We may recall the case of a hamsa with the inscription “Idbah al-Yahud” (Slaughter the Jews) produced by Gal Volinez and displayed at Sapir Academic College, which aroused the anger of a student who destroyed it; or the portrait of Justice Minister Ayelet Shaked in the nude at an exhibition of students' work at the Shenkar College of Engineering and Design, which ended with the removal of the work and the resignation of the head of the art department, Larry Abramson; and the video clips by Natali Vaxberg, who defecated on the Israeli flag; and the white flag that Ariel Bronz rammed into his posterior at a Haaretz cultural conference. Provocation always works and always arouses one of the major questions that preoccupies us here: Is freedom of expression an absolute value or it is it relative? [...]

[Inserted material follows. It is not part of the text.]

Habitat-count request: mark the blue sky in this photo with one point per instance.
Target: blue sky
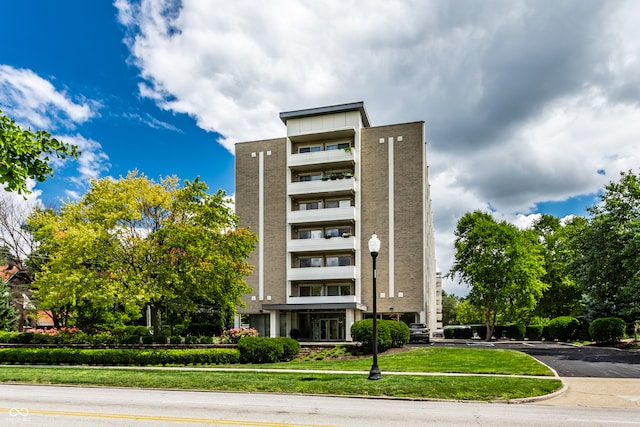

Culture Minister Miri Regev was quick to contact the executive director of Haifa's municipal museums, Nissim Tal, demanding that he remove the work. She wrote that she had received “many complaints over the serious offense caused to the Christian community’s feelings” and that “contempt for symbols sacred to religions and many believers around the world as an act of artistic protest is illegitimate and cannot be displayed in a cultural institution supported by state funds.” She also added a threat that the Culture Ministry would withhold support from the Haifa Museum of Art. [...]
So not only freedom of expression is a liberal, Western value and therefore unnecessary in Regev’s opinion, but culture as a whole becomes a dubious idea. Culture has become a dirty word that is identified with leftists, and it is the antithesis of the most basic and important characteristic of the Jewish people in its own view, which is to be a special people.